En mai 2016, l’Autorité de la concurrence (l’« Autorité ») a lancé une vaste enquête sectorielle sur la publicité en ligne auprès d’acteurs clés de ce secteur (annonceurs, éditeurs, fournisseurs de service etc.). Elle a rendu, le 6 mars 2018, ses conclusions dans un rapport d’une centaine de pages.

La publicité liée aux moteurs de recherche (le « search ») ayant déjà fait l’objet d’un avis rendu en 2010[1], l’Autorité s’est ici concentrée sur la publicité « display » (les pavés, bannières, habillages intégrés au contenu d’un site pour être vus des internautes), qui se développe grâce à une exploitation commerciale des données personnelles des internautes collectées lors de leur navigation.
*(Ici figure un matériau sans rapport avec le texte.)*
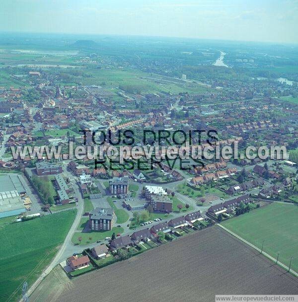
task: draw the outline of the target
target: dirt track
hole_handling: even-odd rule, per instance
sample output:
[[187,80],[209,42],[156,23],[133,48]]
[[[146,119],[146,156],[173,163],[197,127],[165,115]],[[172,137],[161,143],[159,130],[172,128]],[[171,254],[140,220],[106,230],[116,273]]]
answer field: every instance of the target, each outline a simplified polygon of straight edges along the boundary
[[57,302],[213,302],[216,294],[298,294],[298,279],[216,226],[73,282]]

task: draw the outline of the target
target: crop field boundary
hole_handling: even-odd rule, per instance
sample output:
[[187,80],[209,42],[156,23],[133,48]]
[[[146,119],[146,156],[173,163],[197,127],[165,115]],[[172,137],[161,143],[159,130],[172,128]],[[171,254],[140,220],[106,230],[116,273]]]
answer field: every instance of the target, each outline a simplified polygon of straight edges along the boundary
[[[241,241],[244,242],[246,244],[248,244],[250,246],[251,246],[251,247],[253,247],[255,250],[257,250],[258,252],[260,252],[260,253],[261,253],[261,250],[260,248],[257,247],[255,245],[254,245],[252,243],[251,243],[250,242],[248,241],[247,240],[246,240],[245,239],[243,239],[243,238],[242,238],[238,235],[237,235],[237,234],[233,233],[232,231],[231,231],[231,230],[228,229],[228,228],[227,228],[226,227],[225,227],[224,226],[222,226],[222,225],[220,225],[220,224],[216,224],[216,225],[217,226],[220,226],[220,227],[221,227],[222,228],[224,229],[224,230],[226,231],[228,233],[229,233],[231,235],[232,235],[236,238],[239,239]],[[274,258],[274,257],[270,256],[269,254],[265,253],[264,251],[262,251],[261,253],[262,255],[264,255],[265,257],[266,257],[270,260],[275,262],[276,263],[277,263],[277,264],[278,264],[280,266],[281,266],[283,268],[284,268],[287,270],[289,270],[289,266],[287,266],[287,265],[285,265],[285,264],[284,264],[284,263],[282,263],[280,261],[277,261],[277,262],[276,262],[277,259],[275,258]],[[292,269],[290,269],[290,272],[291,274],[292,274],[294,276],[295,276],[296,277],[298,278],[298,273],[297,273],[295,271],[294,271]]]

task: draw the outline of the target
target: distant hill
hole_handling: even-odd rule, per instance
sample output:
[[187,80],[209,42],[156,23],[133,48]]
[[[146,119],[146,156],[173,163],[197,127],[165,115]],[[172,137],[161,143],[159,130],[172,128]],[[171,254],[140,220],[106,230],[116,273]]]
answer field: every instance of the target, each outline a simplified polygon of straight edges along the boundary
[[71,46],[76,48],[94,48],[98,46],[98,44],[92,40],[78,40]]

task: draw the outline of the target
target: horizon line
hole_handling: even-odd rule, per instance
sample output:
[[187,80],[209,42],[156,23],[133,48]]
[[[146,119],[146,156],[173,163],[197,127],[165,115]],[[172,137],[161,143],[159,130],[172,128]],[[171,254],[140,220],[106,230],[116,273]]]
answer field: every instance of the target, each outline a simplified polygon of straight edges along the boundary
[[149,38],[161,38],[167,39],[187,39],[194,40],[206,40],[214,41],[224,41],[227,42],[239,42],[239,43],[252,43],[261,44],[274,44],[280,45],[287,44],[288,45],[298,46],[298,42],[277,42],[270,41],[256,41],[256,40],[230,40],[228,39],[208,38],[198,38],[193,37],[181,37],[173,36],[155,36],[151,35],[142,35],[135,34],[112,34],[112,33],[74,33],[74,32],[38,32],[38,31],[5,31],[0,30],[0,34],[43,34],[43,35],[73,35],[77,36],[111,36],[118,37],[149,37]]

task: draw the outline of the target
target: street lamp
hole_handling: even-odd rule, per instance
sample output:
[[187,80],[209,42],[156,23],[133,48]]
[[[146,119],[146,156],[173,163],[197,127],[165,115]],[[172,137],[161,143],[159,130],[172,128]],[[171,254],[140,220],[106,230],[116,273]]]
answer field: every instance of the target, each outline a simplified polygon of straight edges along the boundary
[[292,264],[292,259],[293,258],[293,256],[291,256],[291,260],[290,260],[290,265],[289,266],[289,270],[288,270],[288,272],[289,273],[291,270],[291,265]]
[[265,239],[263,239],[263,243],[262,243],[262,249],[261,250],[261,254],[263,253],[263,248],[264,247],[264,241],[265,241]]
[[278,257],[279,256],[280,252],[277,252],[277,258],[276,258],[276,264],[277,264],[278,262]]

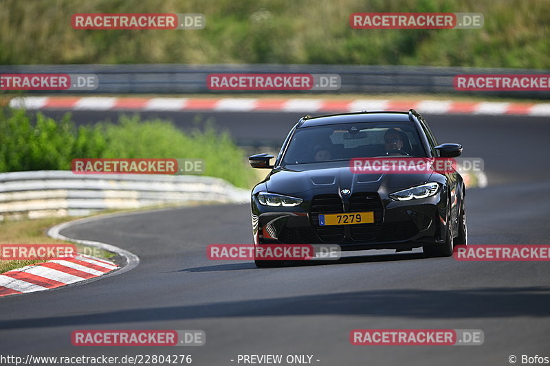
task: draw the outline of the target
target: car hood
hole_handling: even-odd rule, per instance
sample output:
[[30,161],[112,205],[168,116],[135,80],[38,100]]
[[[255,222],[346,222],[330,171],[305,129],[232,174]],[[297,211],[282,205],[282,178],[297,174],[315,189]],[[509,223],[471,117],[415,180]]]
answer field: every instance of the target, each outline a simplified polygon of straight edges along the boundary
[[296,194],[336,193],[341,190],[388,193],[428,181],[432,173],[357,174],[349,162],[314,163],[286,165],[273,170],[265,184],[268,192]]

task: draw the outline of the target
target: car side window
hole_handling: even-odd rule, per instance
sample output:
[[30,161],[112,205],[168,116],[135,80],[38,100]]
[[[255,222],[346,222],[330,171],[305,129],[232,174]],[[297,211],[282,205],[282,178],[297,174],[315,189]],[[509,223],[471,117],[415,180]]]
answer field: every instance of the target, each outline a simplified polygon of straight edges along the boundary
[[428,142],[430,144],[430,151],[432,152],[432,155],[434,157],[439,157],[439,152],[434,148],[437,146],[437,141],[436,141],[431,130],[430,130],[430,128],[426,124],[426,121],[424,118],[419,118],[419,120],[420,121],[420,126],[422,126],[422,130],[424,131],[424,134],[426,138],[428,138]]

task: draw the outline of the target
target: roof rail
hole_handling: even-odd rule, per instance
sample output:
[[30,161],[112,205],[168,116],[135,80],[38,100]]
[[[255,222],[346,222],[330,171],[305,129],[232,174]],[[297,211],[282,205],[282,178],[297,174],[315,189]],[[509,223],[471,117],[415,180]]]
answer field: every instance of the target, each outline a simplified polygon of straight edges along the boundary
[[311,117],[311,116],[308,115],[300,117],[300,119],[298,120],[298,127],[299,128],[300,126],[303,124],[303,123],[306,121],[306,119],[309,119]]

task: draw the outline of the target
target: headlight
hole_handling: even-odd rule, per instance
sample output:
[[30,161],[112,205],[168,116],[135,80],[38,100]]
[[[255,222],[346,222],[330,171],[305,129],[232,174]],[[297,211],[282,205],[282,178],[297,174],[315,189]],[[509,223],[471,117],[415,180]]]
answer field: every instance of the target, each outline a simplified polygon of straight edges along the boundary
[[426,198],[437,193],[439,184],[435,182],[417,185],[390,194],[390,198],[397,201],[409,201],[412,198]]
[[304,201],[302,198],[267,192],[258,193],[258,201],[264,206],[284,206],[285,207],[298,206]]

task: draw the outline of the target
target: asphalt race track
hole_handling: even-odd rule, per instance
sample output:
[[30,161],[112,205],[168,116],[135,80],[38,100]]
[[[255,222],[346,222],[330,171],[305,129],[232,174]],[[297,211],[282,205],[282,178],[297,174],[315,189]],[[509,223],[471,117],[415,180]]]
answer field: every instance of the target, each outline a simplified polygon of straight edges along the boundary
[[[74,116],[86,123],[107,113]],[[261,139],[264,133],[272,141],[282,140],[303,114],[202,113],[237,139]],[[195,113],[156,115],[184,126]],[[547,118],[425,117],[439,142],[461,143],[464,157],[485,160],[489,187],[467,193],[470,244],[550,244]],[[448,366],[550,356],[547,262],[423,259],[419,252],[270,269],[209,261],[209,244],[252,242],[246,205],[118,216],[61,233],[116,245],[141,262],[120,275],[0,300],[4,354],[185,353],[197,365],[236,365],[238,354],[310,354],[320,365]],[[358,328],[481,329],[485,343],[351,345],[349,332]],[[206,344],[175,351],[71,344],[72,331],[91,329],[203,330]]]

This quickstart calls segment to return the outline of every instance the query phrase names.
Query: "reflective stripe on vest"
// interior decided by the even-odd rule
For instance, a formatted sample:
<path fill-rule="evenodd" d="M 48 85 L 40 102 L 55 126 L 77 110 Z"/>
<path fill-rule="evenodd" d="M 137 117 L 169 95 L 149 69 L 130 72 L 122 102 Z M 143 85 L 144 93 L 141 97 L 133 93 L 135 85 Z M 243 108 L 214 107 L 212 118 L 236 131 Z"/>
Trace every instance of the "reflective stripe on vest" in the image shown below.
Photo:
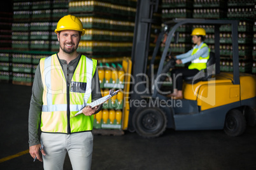
<path fill-rule="evenodd" d="M 71 119 L 70 117 L 91 102 L 92 79 L 96 67 L 97 60 L 82 55 L 76 68 L 75 68 L 67 91 L 66 81 L 57 55 L 40 60 L 44 88 L 41 123 L 42 131 L 67 133 L 68 127 L 70 127 L 71 133 L 92 129 L 93 116 L 82 114 Z M 67 117 L 68 100 L 69 117 Z M 70 126 L 68 124 L 68 119 L 69 119 Z"/>
<path fill-rule="evenodd" d="M 210 51 L 210 49 L 208 48 L 208 46 L 207 46 L 206 44 L 205 44 L 205 43 L 203 44 L 203 45 L 201 46 L 201 47 L 199 49 L 196 48 L 196 47 L 194 47 L 191 55 L 196 54 L 204 47 L 207 47 L 208 48 L 208 50 L 209 50 L 208 56 L 205 58 L 199 56 L 199 58 L 191 61 L 191 63 L 188 65 L 188 69 L 196 69 L 199 70 L 201 70 L 206 69 L 206 63 L 209 59 Z"/>

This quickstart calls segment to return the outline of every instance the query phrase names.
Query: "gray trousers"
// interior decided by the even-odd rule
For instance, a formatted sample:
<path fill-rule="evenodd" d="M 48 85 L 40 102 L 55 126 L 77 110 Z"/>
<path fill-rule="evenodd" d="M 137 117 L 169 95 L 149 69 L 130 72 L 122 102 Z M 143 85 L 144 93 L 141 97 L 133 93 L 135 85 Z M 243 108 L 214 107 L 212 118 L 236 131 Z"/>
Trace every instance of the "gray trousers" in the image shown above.
<path fill-rule="evenodd" d="M 63 169 L 67 152 L 73 170 L 90 169 L 93 138 L 91 131 L 71 134 L 42 133 L 41 141 L 46 154 L 43 155 L 44 169 Z"/>

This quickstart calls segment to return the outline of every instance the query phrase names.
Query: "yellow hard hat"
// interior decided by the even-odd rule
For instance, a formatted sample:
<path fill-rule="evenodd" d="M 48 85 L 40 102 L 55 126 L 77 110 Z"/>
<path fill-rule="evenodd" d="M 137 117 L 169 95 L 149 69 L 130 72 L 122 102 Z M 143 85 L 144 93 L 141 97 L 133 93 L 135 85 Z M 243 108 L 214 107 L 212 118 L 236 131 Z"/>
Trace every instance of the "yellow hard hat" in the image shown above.
<path fill-rule="evenodd" d="M 191 36 L 205 36 L 206 32 L 204 29 L 202 28 L 196 28 L 193 30 Z"/>
<path fill-rule="evenodd" d="M 81 31 L 81 36 L 85 35 L 85 30 L 83 28 L 83 23 L 80 20 L 74 15 L 66 15 L 59 20 L 57 24 L 57 28 L 55 30 L 56 34 L 60 30 L 75 30 Z"/>

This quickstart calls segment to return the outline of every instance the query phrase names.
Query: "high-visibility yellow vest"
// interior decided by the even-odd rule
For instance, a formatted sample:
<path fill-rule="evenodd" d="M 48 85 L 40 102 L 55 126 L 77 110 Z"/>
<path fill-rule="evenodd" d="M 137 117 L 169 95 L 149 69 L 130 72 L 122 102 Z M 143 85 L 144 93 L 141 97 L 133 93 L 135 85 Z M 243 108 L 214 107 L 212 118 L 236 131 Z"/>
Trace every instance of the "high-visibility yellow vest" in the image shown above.
<path fill-rule="evenodd" d="M 204 58 L 203 58 L 202 56 L 199 56 L 199 58 L 191 61 L 191 63 L 188 65 L 188 69 L 196 69 L 199 70 L 201 70 L 206 69 L 206 63 L 210 57 L 210 48 L 208 48 L 208 46 L 207 46 L 207 44 L 206 43 L 203 44 L 203 45 L 201 46 L 201 47 L 199 49 L 194 47 L 191 55 L 196 54 L 196 53 L 198 52 L 201 49 L 202 49 L 204 47 L 207 47 L 208 48 L 208 51 L 209 51 L 208 56 L 207 57 L 204 57 Z"/>
<path fill-rule="evenodd" d="M 70 84 L 68 84 L 56 54 L 40 60 L 43 86 L 41 129 L 43 132 L 72 133 L 91 131 L 94 116 L 73 117 L 92 101 L 92 79 L 96 60 L 82 55 Z"/>

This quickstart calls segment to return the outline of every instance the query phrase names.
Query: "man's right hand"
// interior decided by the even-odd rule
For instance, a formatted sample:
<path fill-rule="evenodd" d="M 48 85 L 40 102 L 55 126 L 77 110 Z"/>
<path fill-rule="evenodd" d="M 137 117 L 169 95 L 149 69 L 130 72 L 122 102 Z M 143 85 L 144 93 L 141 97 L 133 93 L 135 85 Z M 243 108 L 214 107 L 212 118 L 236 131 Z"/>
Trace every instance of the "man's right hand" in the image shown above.
<path fill-rule="evenodd" d="M 176 59 L 176 56 L 171 56 L 171 55 L 169 55 L 169 59 L 171 59 L 171 58 Z"/>
<path fill-rule="evenodd" d="M 39 150 L 40 149 L 40 147 L 41 147 L 41 144 L 29 147 L 29 154 L 33 159 L 34 159 L 36 156 L 37 159 L 38 159 L 41 162 L 43 162 L 43 159 L 40 156 L 39 151 Z M 45 152 L 43 150 L 43 149 L 42 149 L 41 152 L 42 153 L 42 154 L 43 155 L 45 155 Z"/>

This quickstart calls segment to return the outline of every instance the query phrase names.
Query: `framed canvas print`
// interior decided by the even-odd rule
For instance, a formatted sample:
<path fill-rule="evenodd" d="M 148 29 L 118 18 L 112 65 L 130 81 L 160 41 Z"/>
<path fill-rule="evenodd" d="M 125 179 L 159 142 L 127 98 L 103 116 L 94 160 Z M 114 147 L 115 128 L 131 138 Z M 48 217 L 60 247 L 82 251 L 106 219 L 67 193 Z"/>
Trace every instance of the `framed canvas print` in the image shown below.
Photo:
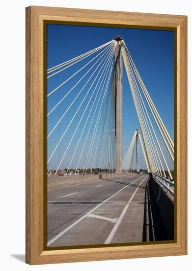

Ces données, indispensables pour les entreprises, leur permettent notamment de mettre en œuvre des publicités ciblées et de s’adresser à une population identifiée.

Le rapport de l’Autorité fait état d’un secteur particulièrement complexe, marqué par l’émergence de nouveaux métiers, services et technologies.

Si de nombreux acteurs ont pu entrer sur ce marché, l’Autorité affirme que l'équilibre concurrentiel y est fragile, notamment en raison de la présence de deux opérateurs majeurs et dominants (la majorité des revenus de ce secteur, au niveau mondial comme au niveau français, est d’ailleurs réalisée par ces deux leaders) : Google et Facebook, qui commercialisent les services publicitaires aux éditeurs et aux annonceurs, fondés sur l’exploitation du volume gigantesque d’informations dont ils disposent sur les individus et leurs clients.

Cette domination résulte, selon l’Autorité, « du cumul de plusieurs avantages concurrentiels » tels que leur popularité, leur intégration verticale par une présence dans l’édition et l’intermédiation publicitaire, le ciblage publicitaire effectué, le volume et la variété des données qu’ils collectent et utilisent pour cibler les attentes des internautes.

Google dispose également d’avantages concurrentiels spécifiques qui résultent de sa présence à la fois dans le secteur de la publicité « Display » et dans celui de la publicité « Search ». Google a développé une interface unique à partir de laquelle les annonceurs et leurs agences peuvent gérer des campagnes Search et Display, et proposer des services d’analyses de données fondées sur ces deux canaux.

L’Autorité met également en avant la réponse de « plusieurs acteurs » interrogés lors de l’enquête qui estiment que leur situation est fragilisée par des pratiques individuelles et collectives de certaines entreprises. Ces acteurs évoquent notamment des stratégies de couplages ou de ventes liées, de prix bas et d'exclusivités. Ces dernières peuvent être abusives lorsqu’elles suppriment ou restreignent à l’acheteur le choix de se fournir ailleurs ou empêchent l’accès au marché aux autres producteurs. L’Autorité rappelle d’ailleurs que la Commission européenne avait adressé à Google une communication des griefs relative à son service AdSense s’agissant d’une exclusivité susceptible de porter atteinte à la concurrence[2].

Des plaintes ont également été formulées sur l’existence d'effets de levier, de freins à l'interopérabilité et des restrictions sur les possibilités de collecter et d'accéder à certaines données. En outre, certains éditeurs et intermédiaires se sont plaints de traitements discriminatoires de la part d’acteurs qu’ils estiment dominants dans le secteur de l’intermédiation publicitaire.

Dans la dernière partie de son avis, l’Autorité souligne l’importance de la régulation des données personnelles, et de l’aide que pourrait apporter la CNIL s’agissant de la collecte des données issues de l’étude des comportements des internautes sur les sites et les applications. Enfin, elle annonce la nécessité de développer un cadre législatif qui permettrait aux éditeurs et annonceurs de bénéficier d’un niveau de transparence élevé dans leurs relations avec les intermédiaires publicitaires et les plateformes de distribution de contenus.

Au vu des préoccupations exprimées par les acteurs du secteur, le communiqué de presse relatif à la publication de l’avis précise que les services d’instruction de l’Autorité procèderont à un examen préliminaire des éléments rassemblés aux fins de déterminer s’il y a lieu d’ouvrir une ou plusieurs procédures contentieuses. Cela devrait intervenir très rapidement. La présidente de l’Autorité a indiqué lors d’une conférence de presse, sans identifier les acteurs qui pourraient être visés, que « [l]a décision d'ouvrir des contentieux pourrait être prise dans un délai de quelques mois ».